Ketika Yudi Latif, menegaskan Pancasila dan nilai-nilainya sulit tumbuh subuh apabila warga negaranya lebih berorientasi “the love of power” (cinta kekuasaan) ketimbang “the power of love” (kekuatan cinta), maka kesadaran dan implementasi dari apa yang dipahami oleh Normat Permata dan Weber di atas bisa menjadi jawaban. Menghadirkan agama dalam upaya transformasi sikap menuju orientasi warga negara yang mengutamakan dan mengedepankan “the power of love”.
Padahal telah kita pahami bersama, bahwa Pancasila adalah konsensus bersama para founding fathers (tanpa kecuali perwakilan yang mengatasnamakan Islam pada saat itu), yang berfungsi sebagai “meja statis” dan “leitstar dinamis”. Selain itu sebagai dasar negara, ideologi bangsa dan negara, dan falsafah hidup bangsa, berdasarkan pemahaman dari Philosophische grondslag, dan Welstanschauung.
Islam sesungguhnya punya kemampuan untuk mencapai “the power of love”. Bahkan dalam pemahaman sederhana saya, berdasarkan interpretasi dari cara pandang Ary Ginanjar Agustian, dan hasil perenungan dari beberapa literatur, “the power of love” memiliki posisi strategis dalam ajaran Islam.
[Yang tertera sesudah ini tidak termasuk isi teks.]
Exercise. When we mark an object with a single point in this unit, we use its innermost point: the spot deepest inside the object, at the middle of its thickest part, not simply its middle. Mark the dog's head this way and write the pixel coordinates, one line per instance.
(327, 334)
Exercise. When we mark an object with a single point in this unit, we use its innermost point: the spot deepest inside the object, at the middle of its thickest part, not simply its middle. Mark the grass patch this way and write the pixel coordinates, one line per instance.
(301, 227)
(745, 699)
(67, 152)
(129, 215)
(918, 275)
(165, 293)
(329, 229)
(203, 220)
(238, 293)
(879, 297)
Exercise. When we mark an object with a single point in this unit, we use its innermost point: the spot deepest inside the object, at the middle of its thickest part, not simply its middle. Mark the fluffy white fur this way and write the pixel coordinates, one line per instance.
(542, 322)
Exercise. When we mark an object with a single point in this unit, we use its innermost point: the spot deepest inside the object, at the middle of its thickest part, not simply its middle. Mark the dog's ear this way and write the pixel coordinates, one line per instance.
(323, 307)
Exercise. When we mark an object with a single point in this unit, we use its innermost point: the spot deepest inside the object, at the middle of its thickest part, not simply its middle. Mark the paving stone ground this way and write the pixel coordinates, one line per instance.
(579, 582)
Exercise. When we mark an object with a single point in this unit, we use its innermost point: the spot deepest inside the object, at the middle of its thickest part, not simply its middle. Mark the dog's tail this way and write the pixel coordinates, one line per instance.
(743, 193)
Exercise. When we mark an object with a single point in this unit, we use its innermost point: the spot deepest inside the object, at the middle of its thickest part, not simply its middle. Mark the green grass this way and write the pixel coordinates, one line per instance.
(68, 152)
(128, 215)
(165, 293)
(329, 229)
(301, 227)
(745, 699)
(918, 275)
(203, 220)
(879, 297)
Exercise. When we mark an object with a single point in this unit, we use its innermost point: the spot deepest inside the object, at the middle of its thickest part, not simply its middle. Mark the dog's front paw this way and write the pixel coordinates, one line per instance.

Hal ini bisa disejajarkan dengan istilah “cinta kasih” atau “welas asih” (dalam pandangan Muhammadiyah).
Indonesia yang identik dengan pluralitas, dan bahkan sebagai keniscayaan memerlukan spirit “the power of love”, “cinta kasih”, atau “welas asih”. Tujuannya hal ini mampu memperkuat terwujudnya sila ketiga Pancasila “Persatuan Indonesia”, dan sila lelima “Keadilan Sosial bagi Seluruh Rakyat Indonesia”. Termasuk tiga sila yang lainnya.
Sebagai dikutip oleh Zakiyuddin Baidhawy & Azaki Khoiruddin (2017) dari dr. Soetomo (Pendiri Budi Utomo), “Etos welas kasih merupakan kritik atas Darwinisme sebagai paradigma pemikiran Barat modern yang meletakkan seleksi alam atas kekuatan individual. Darwinisme tidak memberikan kekuatan kaum lemah untuk menjadi berkemajuan”.
Masa depan Indonesia akan cerah atau berkemajuan, jika mengedepakan sikap welas kasih (welas asih) perspektif dr. Soetomo, untuk melawan perspektif Darwinisme, yang terkesan semakin menggerogoti bangsa kita (baca: Indonesia) yang kaya akan sumber daya alam, dan sumber daya manusia (meskipun masih lebih dominan secara kuantitatif).
Relevan dengan hal di atas, Yudi Latif (2020) pun menegaskan “Di bawah terang cahaya kasih, manusia saling berinteraksi di bawah tuntunan “kaidah emas” (golden rule). …dalam kalimat negatif kaidah emas itu menggariskan: ‘Janganlah berbuat sesuatu kepada orang lain yang engkau sendiri tak ingin diperlakukan seperti itu’. Dan dalam kalimat positif: Cintailah sesamamu seperti negkau mencintai dirimu sendiri”.
Melalui Islam dalam cara pandang yang terbuka dan mengutamakan dialog, Indonesia mampu melahirkan kehidupan dengan anak bangsa dan elit negara yang menjadi makhluk sosial dengan kecenderungan lebah (yang bersifat groupish), bukan menjadi makhluk individu dengan kecenderungan simpanse (yang bersifat selfish). Hal ini mengutip pandangan Yudi Latif.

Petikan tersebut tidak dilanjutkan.